The parties are notified that this Proposed Findings and Recommendation is hereby FILED , and a copy will be submitted to the Honorable John T. Copenhaver, Jr., United States District Judge. Pursuant to the provisions of Title 28, United States Code, Section 636(b)(1)(B), Rule 8(b) of the Rules Governing Proceedings in the United States District Courts Under Section 2255 of Title 28, United States Code, and Rule 45(c) of the Federal Rules of Criminal Procedure, the parties shall have ten days (filing of objections) and then three days (mailing/service), from the date of filing this Proposed Findings and Recommendation within which to file with the Clerk of this Court, specific written objections, identifying the portions of the Proposed Findings Recommendation to which objection is made, and the basis of such objection.
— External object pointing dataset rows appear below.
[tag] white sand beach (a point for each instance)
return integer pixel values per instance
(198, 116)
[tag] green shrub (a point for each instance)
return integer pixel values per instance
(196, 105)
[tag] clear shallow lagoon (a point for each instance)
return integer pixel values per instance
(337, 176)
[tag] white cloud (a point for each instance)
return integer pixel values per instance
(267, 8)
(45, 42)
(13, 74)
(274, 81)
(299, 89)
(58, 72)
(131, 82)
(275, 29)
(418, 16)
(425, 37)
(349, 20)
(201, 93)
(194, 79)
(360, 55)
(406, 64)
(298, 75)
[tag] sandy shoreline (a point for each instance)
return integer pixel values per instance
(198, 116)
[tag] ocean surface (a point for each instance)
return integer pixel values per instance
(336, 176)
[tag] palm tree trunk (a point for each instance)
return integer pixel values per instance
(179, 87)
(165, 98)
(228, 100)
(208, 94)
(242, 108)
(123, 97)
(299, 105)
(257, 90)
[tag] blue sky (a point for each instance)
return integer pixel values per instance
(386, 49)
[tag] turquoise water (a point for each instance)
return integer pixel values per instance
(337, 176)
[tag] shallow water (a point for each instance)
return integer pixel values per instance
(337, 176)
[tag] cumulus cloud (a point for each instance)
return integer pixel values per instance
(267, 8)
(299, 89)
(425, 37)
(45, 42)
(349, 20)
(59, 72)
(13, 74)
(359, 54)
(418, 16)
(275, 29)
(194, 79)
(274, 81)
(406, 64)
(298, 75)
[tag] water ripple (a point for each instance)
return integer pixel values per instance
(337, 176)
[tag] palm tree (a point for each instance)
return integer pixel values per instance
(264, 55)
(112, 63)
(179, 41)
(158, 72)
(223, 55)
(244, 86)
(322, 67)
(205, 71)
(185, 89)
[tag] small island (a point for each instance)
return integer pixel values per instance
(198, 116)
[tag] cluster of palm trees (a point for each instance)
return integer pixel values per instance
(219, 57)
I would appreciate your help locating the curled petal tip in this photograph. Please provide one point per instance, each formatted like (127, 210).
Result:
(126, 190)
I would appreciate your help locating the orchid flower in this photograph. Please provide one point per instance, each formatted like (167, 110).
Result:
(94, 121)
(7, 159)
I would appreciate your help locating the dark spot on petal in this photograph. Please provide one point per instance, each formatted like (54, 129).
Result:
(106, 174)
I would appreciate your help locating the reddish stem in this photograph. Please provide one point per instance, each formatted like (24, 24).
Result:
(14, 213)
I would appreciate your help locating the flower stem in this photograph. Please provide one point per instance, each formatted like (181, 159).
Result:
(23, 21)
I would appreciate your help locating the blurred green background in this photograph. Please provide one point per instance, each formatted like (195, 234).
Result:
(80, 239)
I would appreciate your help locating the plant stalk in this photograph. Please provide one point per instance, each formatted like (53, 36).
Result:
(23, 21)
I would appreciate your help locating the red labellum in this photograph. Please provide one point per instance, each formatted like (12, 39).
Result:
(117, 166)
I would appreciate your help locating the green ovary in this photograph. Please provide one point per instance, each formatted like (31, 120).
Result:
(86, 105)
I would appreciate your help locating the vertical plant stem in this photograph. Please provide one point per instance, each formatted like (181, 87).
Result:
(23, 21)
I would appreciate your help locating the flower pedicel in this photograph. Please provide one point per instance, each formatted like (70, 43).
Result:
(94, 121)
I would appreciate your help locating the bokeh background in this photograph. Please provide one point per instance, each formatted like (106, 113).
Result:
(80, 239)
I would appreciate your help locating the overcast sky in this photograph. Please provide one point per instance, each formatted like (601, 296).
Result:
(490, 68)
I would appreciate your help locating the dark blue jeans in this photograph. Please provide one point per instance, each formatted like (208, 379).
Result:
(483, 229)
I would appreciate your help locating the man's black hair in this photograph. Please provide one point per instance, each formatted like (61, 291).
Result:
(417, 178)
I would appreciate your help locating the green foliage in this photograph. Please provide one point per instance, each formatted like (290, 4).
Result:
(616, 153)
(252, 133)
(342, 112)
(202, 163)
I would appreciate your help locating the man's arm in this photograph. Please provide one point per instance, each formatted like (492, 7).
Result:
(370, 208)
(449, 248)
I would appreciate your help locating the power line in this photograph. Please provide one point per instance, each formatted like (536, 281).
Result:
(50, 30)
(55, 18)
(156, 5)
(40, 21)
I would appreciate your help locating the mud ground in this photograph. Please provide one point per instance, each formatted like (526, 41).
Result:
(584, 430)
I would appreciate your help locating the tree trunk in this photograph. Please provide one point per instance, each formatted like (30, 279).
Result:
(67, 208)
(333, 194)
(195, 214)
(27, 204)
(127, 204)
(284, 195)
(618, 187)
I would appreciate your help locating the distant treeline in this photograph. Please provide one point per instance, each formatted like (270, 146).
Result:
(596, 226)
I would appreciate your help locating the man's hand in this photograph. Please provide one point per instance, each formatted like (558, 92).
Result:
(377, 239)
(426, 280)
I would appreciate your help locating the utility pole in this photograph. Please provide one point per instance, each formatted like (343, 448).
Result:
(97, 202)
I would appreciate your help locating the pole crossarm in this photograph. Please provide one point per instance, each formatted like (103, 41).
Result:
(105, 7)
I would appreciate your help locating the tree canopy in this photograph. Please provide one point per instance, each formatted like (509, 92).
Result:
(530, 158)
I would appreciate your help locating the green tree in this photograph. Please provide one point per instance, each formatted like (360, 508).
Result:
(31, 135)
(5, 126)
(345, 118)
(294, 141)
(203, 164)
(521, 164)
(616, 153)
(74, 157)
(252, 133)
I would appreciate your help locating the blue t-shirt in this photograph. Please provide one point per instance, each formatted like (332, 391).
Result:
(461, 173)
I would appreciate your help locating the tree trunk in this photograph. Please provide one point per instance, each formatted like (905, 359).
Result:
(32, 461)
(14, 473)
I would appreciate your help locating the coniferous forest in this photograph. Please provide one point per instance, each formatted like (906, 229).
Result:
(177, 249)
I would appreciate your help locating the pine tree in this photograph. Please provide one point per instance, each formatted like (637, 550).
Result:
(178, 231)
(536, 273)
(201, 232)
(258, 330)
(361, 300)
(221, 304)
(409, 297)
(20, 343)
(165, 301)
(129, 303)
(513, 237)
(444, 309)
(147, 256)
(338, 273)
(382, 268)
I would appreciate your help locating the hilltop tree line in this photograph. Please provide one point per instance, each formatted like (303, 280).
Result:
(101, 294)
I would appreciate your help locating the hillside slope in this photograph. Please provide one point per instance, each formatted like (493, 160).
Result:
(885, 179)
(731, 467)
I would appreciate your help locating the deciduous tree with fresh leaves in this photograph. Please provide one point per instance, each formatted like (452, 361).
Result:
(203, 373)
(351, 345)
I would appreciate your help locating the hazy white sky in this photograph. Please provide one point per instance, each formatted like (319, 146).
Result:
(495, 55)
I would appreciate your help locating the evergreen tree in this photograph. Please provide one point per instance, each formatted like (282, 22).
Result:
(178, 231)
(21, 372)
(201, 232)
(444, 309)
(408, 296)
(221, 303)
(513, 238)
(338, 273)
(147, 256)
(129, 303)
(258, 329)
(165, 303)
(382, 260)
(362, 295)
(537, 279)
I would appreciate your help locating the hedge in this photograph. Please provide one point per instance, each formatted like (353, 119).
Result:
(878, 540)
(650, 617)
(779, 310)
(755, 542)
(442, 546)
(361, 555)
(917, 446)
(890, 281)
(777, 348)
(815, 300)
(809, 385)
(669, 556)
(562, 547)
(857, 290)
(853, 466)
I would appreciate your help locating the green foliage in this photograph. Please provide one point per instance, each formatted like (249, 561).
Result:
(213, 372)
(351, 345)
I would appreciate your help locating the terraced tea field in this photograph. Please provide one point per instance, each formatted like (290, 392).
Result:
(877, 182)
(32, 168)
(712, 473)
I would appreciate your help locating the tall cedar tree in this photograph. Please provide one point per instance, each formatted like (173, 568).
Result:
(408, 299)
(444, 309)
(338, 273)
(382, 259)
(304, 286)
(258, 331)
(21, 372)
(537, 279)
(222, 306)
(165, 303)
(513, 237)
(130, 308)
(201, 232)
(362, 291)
Extension of this time period may be granted for good cause shown.
Failure to file written objections as set forth above shall constitute a waiver of de novo review by the District Court and a waiver of appellate review by the Circuit Court of Appeals. Snyder v. Ridenour, 889 F.2d 1363 (4th Cir. 1989); Thomas v. Arn, 474 U.S. 140 (1985); Wright v. Collins, 766 F.2d 841 (4th Cir. 1985); United States v. Schronce, 727 F.2d 91 (4th Cir. 1984). Copies of such objections shall be served on opposing parties, Judge Copenhaver, and this Magistrate Judge.
The Clerk is directed to file this Proposed Findings and Recommendation and to mail a copy of the same to Defendant, Marvin Bailey, and to counsel of record.